|What is "Fake News"|
|02/07/2017||2017 Election||Raymond Z|
|keywords: Fake News|
There has been a phrase that has entered the American language recently that is many times, either misunderstood, mis-labled or improperly interpreted. That term is "Fake News". In the interest of clarity, let's forget about who is credited with using it today. Instead, let's focus on its history and its meaning.
"Fake News" is not New
The first thing to understand is that manipulating news in one form or another is not new. NPR has an enlightening article on how not just fake news, but faked photos were published to "couch" how people perceived news. This includes, according to the NPR article, how Muslims were designed to be perceived. In some form or another, fake news has been used from the Crusades to Nazi Germany to today. In many instances, it has been used relatively harmlessly to sell magazines. You may have seen the headlines on tabloids in the check out line like "Alien Autopsy", "Civilzations Found on Mars", or "Elvis is Alive". In other cases, it has been used as propaganda to engineer what people think and what they believe.
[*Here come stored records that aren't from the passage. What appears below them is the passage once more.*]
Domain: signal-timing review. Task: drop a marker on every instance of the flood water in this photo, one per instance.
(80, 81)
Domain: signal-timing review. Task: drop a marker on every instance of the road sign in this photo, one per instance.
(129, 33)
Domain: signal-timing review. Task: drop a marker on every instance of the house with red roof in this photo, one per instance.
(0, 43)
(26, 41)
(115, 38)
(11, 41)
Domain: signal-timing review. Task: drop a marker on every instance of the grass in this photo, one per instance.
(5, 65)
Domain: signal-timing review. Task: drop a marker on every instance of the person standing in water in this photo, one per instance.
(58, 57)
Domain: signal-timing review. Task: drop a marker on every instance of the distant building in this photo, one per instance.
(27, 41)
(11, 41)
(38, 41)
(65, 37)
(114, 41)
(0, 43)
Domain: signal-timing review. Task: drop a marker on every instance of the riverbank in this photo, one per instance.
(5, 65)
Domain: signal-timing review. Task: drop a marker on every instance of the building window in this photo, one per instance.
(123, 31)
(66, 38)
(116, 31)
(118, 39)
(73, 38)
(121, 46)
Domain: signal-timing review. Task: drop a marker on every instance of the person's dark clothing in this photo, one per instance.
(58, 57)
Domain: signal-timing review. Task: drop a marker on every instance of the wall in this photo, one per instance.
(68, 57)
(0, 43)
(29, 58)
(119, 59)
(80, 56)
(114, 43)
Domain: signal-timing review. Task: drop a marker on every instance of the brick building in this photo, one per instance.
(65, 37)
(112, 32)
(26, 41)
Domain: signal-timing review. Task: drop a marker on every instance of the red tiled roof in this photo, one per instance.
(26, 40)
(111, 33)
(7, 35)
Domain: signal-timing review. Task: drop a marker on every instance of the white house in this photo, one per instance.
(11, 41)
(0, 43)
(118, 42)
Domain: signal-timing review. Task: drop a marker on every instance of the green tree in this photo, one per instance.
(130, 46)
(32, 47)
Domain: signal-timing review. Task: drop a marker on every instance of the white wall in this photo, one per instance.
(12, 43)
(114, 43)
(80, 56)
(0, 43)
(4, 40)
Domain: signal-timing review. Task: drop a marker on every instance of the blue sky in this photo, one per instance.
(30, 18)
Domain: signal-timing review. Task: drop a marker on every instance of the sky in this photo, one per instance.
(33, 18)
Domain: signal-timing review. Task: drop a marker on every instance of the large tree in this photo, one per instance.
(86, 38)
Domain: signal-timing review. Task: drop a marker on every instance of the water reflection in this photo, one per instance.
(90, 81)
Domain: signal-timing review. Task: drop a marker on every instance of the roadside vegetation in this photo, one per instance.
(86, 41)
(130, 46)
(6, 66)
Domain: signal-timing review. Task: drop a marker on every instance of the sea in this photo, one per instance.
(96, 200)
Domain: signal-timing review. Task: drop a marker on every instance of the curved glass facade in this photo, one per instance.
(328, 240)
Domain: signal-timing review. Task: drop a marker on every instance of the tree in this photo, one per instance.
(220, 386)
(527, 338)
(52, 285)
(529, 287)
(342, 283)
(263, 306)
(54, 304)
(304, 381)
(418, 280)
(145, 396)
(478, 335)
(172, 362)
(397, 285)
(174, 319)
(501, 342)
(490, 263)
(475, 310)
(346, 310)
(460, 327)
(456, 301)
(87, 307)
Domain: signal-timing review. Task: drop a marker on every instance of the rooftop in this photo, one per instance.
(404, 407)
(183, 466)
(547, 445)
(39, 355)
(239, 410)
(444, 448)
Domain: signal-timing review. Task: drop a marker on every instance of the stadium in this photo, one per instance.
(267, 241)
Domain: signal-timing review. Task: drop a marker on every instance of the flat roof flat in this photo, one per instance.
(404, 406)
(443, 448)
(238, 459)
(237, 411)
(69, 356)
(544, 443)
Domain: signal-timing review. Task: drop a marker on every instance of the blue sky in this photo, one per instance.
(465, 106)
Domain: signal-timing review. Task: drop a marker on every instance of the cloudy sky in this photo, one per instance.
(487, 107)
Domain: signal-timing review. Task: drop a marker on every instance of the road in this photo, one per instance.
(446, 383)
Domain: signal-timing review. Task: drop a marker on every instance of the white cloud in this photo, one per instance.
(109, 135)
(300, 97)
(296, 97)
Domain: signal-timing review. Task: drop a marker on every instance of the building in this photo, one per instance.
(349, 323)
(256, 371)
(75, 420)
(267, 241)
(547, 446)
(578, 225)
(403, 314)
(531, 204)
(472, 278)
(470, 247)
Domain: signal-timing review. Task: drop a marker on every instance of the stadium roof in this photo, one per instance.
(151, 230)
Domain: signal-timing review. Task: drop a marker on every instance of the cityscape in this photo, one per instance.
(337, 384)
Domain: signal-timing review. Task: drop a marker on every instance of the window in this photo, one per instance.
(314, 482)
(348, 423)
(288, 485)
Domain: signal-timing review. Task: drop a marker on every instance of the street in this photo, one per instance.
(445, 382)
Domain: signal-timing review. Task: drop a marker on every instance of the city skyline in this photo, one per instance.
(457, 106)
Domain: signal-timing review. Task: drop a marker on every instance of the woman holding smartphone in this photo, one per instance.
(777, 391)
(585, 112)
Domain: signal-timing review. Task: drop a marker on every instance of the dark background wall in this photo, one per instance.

Social Media and Fake News
While there was a time when you could decide whether or not to believe fake news, today much of it hits you right in the face when you open social media. There is a saying in marketing that what you say, multiplied by how many times you say it, is the formula to achieve success. This means that if something is simply untrue or unproven, you just need to say it more often. This is more easily done in social media when people believe what they see, not what they verify. Now comes the key. If what you say has even the most minor aspect of truth to it, you greatly increased the odds of people accepting it through repetition. But if the article is based in fact, it is still not by definition, "fake news".
The Bacon Shortage
Recently, the New York Times reported on a purported "bacon shortage" as fake news. But is wasn't fake. There is less pork being produced. That is a fact. Will it cause people to make BLT's without the bacon? No. But the fact is there is some truth to the article. This is far different from saying something with absolutely no basis in truth.
Fake news is fake. It has no basis in truth. Almost every network and media has used headlines to lure viewers and readers with teasers that are based in the truth. There is a difference between fake news and marketing and we need to be smart enough to understand the difference. Details at 11.